Hal ini memberikan peluang lebih besar bagi parpol kecil untuk berpartisipasi secara setara dalam kontestasi pemilu.
Namun demikian, MK juga mengatur agar koalisi antarparpol tidak menciptakan dominasi yang berpotensi membatasi jumlah pasangan calon. “Koalisi yang terbentuk tidak boleh menyebabkan terbatasnya pilihan pemilih,” tambah Suhartoyo.
Sanksi Tegas bagi Parpol Pasif
Untuk memastikan partisipasi aktif seluruh parpol, MK menetapkan sanksi tegas bagi parpol yang tidak mengusulkan pasangan calon presiden dan wakil presiden.

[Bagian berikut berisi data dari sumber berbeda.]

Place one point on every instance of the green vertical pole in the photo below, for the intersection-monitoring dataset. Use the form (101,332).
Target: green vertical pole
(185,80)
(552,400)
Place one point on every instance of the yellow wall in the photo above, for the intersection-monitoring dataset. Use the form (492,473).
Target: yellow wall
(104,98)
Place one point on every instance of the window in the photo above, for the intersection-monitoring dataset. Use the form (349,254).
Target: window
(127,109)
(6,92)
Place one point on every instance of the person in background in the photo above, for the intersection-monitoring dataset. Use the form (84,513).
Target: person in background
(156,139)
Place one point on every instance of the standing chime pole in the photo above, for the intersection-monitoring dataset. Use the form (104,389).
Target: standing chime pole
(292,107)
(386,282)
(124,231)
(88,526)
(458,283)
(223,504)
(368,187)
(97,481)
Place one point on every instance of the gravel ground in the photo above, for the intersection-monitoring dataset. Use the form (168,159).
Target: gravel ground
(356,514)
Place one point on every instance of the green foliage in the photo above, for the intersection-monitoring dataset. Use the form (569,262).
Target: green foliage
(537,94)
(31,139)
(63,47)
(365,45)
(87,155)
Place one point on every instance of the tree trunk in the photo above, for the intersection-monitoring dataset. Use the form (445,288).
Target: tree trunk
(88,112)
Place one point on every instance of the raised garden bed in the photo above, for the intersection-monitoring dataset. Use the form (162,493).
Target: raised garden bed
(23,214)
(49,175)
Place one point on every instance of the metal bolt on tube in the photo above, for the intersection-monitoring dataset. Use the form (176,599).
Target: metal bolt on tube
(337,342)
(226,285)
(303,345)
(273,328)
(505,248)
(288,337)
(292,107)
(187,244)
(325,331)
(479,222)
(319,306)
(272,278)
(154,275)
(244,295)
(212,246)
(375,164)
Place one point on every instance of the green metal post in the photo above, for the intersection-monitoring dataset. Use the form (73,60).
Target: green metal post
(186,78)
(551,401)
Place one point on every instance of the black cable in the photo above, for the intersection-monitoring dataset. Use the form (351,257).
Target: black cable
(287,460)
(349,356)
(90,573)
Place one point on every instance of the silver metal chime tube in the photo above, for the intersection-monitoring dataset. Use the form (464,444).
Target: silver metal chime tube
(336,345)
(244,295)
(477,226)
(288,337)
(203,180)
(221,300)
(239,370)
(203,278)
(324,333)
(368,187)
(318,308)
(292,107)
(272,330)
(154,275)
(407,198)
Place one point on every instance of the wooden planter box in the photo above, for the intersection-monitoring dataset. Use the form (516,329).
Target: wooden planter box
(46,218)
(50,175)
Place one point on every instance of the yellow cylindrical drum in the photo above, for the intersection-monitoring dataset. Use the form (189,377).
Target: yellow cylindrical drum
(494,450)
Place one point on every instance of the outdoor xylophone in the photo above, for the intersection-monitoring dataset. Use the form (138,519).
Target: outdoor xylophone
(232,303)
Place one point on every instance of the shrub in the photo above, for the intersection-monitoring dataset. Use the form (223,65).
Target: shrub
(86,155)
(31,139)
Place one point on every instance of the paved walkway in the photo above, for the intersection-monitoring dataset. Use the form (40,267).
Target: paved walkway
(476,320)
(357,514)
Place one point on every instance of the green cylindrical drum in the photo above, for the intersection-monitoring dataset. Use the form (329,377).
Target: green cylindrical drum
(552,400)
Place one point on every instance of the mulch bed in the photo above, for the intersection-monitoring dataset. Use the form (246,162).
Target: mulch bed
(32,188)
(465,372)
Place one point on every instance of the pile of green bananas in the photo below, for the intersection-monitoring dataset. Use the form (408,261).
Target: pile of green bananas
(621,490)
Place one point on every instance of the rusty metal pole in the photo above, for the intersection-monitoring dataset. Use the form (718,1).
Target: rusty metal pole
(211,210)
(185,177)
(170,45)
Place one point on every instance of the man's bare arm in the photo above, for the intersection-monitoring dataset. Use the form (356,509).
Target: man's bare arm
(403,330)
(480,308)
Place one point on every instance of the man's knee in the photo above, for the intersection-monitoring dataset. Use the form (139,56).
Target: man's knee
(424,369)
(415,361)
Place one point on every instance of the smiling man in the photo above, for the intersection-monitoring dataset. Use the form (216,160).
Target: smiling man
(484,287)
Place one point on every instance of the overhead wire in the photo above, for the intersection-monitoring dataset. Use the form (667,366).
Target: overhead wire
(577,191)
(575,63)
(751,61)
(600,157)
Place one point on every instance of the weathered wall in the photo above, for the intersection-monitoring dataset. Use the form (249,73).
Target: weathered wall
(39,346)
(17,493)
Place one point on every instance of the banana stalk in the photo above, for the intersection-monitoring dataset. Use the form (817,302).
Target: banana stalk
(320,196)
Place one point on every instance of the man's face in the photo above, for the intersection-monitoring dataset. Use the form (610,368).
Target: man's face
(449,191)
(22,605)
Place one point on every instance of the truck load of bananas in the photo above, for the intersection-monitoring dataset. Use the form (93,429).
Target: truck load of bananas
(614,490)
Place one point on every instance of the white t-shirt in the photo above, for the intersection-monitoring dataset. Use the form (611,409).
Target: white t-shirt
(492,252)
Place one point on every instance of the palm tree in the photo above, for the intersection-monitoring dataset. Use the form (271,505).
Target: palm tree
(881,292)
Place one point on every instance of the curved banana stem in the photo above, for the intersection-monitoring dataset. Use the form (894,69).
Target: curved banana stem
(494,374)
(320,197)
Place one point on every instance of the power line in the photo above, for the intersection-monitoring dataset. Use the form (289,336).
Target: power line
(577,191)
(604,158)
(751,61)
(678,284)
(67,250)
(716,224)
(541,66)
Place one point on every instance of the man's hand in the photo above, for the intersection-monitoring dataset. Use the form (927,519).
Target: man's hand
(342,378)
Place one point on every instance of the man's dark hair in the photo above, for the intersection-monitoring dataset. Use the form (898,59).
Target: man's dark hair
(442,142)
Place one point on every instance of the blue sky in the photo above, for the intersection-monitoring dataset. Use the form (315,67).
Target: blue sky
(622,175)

“Partai politik yang tidak mengusulkan pasangan calon akan dikenakan sanksi larangan mengikuti pemilu periode berikutnya,” tegas Suhartoyo.
Dampak terhadap Dinamika Politik
Keputusan ini disambut beragam respons dari berbagai kalangan. Beberapa pihak memandang langkah ini sebagai kemenangan demokrasi, karena memperluas keterlibatan politik dan membuka peluang bagi lebih banyak kandidat dengan berbagai latar belakang.
Di sisi lain, ada kekhawatiran bahwa tanpa ambang batas, jumlah calon yang terlalu banyak dapat membingungkan pemilih dan memecah suara secara signifikan.
Ke depan, keputusan MK ini diyakini akan mengubah peta persaingan politik nasional, menciptakan dinamika baru yang lebih kompetitif dan inklusif.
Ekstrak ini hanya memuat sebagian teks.